- Born: January 2, 1965 (age 61) Paris, France
- Occupation: Interior designer
- Known for: Private superyachts
- Website: www.remi-tessier.com

= Rémi Tessier =

French interior designer (born 1964)

Rémi Tessier (born 1964) is a French interior designer specializing in private superyachts, luxury residences and aircraft interiors. Based in Paris, he founded his own studio in 1988 and has worked internationally since. His yacht projects include Parsifal III (2005), Nahlin (2010), Vava II (2012) and Grace E (2014).

== Early life and training ==
Tessier was born in Paris in 1964 and grew up in Saint-Étienne. He trained as a cabinetmaker and in 1979 joined the Compagnons du Devoir, the French guild of craftsmen, where he completed an eight-year apprenticeship, moving between workshops every six months. He founded his own studio in 1988.

== Career ==
Tessier's early work focused on retail and residential interiors, including projects in Lyon, Geneva and Saint-Tropez.

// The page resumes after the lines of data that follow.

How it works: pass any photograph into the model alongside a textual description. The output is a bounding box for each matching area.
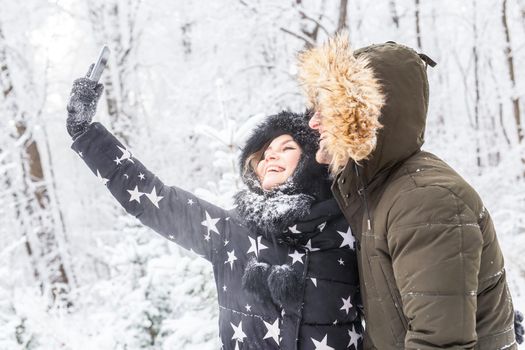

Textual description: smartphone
[89,45,109,82]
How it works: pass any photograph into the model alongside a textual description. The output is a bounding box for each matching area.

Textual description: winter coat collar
[234,184,341,246]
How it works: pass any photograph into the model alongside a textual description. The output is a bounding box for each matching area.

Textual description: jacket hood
[299,35,428,182]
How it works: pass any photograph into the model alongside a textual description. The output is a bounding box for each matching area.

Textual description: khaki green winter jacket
[299,37,517,350]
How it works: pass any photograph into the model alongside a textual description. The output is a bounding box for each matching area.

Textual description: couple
[67,36,517,350]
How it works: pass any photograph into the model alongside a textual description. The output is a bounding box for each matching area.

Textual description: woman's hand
[66,65,104,139]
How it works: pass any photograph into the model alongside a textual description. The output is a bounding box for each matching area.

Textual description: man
[299,35,517,350]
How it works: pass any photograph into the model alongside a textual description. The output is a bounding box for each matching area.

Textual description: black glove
[66,64,104,139]
[514,310,525,344]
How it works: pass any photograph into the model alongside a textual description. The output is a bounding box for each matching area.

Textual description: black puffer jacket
[72,123,362,350]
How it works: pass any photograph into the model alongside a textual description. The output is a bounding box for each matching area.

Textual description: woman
[67,69,362,349]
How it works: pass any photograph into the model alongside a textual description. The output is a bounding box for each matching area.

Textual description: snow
[0,0,525,350]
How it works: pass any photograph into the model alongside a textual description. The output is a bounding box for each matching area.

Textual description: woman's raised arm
[66,66,230,261]
[72,123,230,261]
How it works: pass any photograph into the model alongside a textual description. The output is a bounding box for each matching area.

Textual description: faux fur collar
[234,183,315,240]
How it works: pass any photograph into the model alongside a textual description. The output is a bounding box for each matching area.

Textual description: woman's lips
[266,165,284,174]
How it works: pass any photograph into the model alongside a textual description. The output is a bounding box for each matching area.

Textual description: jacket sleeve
[72,123,229,261]
[387,186,483,349]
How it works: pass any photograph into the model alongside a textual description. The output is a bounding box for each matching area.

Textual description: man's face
[308,111,332,164]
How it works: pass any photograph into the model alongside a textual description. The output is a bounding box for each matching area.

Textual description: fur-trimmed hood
[299,34,428,181]
[239,111,331,200]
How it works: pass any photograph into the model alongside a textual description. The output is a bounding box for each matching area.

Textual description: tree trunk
[388,0,399,29]
[501,0,523,143]
[0,23,69,302]
[501,0,525,177]
[414,0,423,50]
[472,0,483,171]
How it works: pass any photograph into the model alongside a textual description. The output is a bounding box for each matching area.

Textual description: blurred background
[0,0,525,350]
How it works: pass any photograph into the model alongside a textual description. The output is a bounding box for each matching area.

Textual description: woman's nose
[308,112,321,130]
[264,150,279,160]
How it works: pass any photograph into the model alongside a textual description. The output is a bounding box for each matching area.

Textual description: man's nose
[308,112,321,130]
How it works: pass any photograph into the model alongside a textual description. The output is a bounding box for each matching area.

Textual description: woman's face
[255,135,302,191]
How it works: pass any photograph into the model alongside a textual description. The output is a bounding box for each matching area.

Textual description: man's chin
[315,150,332,164]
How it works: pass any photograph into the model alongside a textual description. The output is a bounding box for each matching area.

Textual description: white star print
[230,321,246,343]
[201,211,220,235]
[246,236,268,257]
[310,334,335,350]
[305,239,321,252]
[224,249,237,270]
[97,169,109,185]
[288,225,301,233]
[288,250,304,265]
[348,325,361,350]
[337,226,355,249]
[339,297,353,315]
[144,186,164,208]
[263,319,281,345]
[128,185,144,203]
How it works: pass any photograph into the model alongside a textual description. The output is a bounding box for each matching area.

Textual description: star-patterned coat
[72,123,362,350]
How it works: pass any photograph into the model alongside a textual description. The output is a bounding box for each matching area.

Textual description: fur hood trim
[298,33,385,173]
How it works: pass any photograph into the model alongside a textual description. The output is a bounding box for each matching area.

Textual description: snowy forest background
[0,0,525,350]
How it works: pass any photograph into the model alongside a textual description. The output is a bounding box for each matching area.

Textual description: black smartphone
[89,45,109,82]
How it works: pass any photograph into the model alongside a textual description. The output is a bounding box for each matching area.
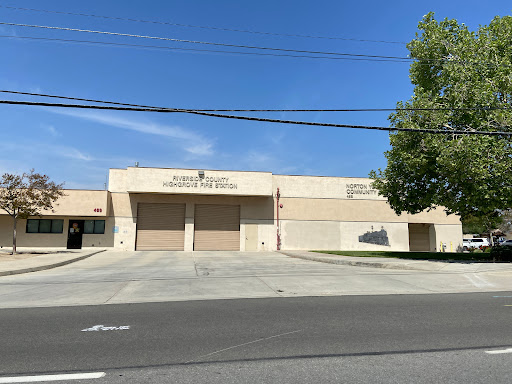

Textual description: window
[84,220,105,234]
[27,219,64,233]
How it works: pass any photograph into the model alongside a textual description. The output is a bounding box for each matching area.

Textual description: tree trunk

In April 2002, he opened the Galerie Saint-Père at 19 rue des Saints-Pères in the 6th arrondissement of Paris, an exhibition space devoted to design and the visual arts.

In 2000, Tessier relocated his studio to Paris and was commissioned to design the interior of the 52-metre ketch Squall, marking his transition toward yacht interior design. Based in Paris, his studio has since designed interiors for more than twenty yachts, alongside residential projects in Europe and the United States and several private aircraft, including a Boeing 787 delivered in 2022. By that date, the studio employed about fifteen people and was working on roughly twenty projects simultaneously.

In September 2025, Tessier was sued by a longtime client, Jan Koum, alleging a "pattern of predation" related to a series of projects Tessier did for Koum. Koum alleged that Tessier misrepresented the value and origin of objects, and took kickbacks from third parties for items he procured. The case was settled confidentially in February 2026.

=== Notable yacht projects ===

| Yacht | Year | Length | Builder | Awards |
|---|---|---|---|---|
| Parsifal III | 2005 | 54 m (177 ft) | Perini Navi | Sailing Yacht of the Year and Best Interior Design – Sail Yacht, World Superyacht Awards 2006; Best Sailing Yacht Interior, ShowBoats Award 2006; |
| Nahlin | 2010 | 91 m (299 ft) | John Brown & Company |  |
| Vava II | 2012 | 96 m (315 ft) | Devonport Yachts |  |
| Grace E | 2014 | 73 m (240 ft) | Perini Navi | Motor Yacht of the Year, World Superyacht Awards 2015; Baccarat Trophy for Interiors, Monaco Yacht Show 2014; Best Interior Design (Motor Yacht over 500 GT), ShowBoats Design Awards 2015; |
| Bayesian | 2008 | 56 m (184 ft) | Perini Navi | Best Interior, International Superyacht Society Awards 2008; |

Bayesian, originally launched as Salute in February 2008, was a 56-metre Perini Navi sloop and Tessier's third collaboration with the Italian shipyard. The interior, by Tessier's studio, drew on a Japanese-influenced aesthetic. The yacht sank during a storm off the coast of Porticello, Sicily, on 19 August 2024.

=== Projects on land ===
Aside from yachts, Tessier has worked for the Maybourne Hotel Group in hospitality. He designed the glass penthouse at Claridge's in London, profiled by the Financial Times in 2024. At The Emory, the Knightsbridge hotel designed by Richard Rogers that opened in 2024, Tessier designed the principal common spaces, including the abc kitchens restaurant by Jean-Georges Vongerichten, the rooftop Bar 33 and Cigar Merchants, and the Surrenne wellness center. He also designed the Cédric Grolet boutique and tea salon at The Berkeley, which opened on 14 February 2022.

A private residential project in Palm Beach, Florida by Tessier was featured in Architectural Digest. His design approach has also been featured in AD Magazine.

== Personal ==
He is married to Carole Tessier, also a designer.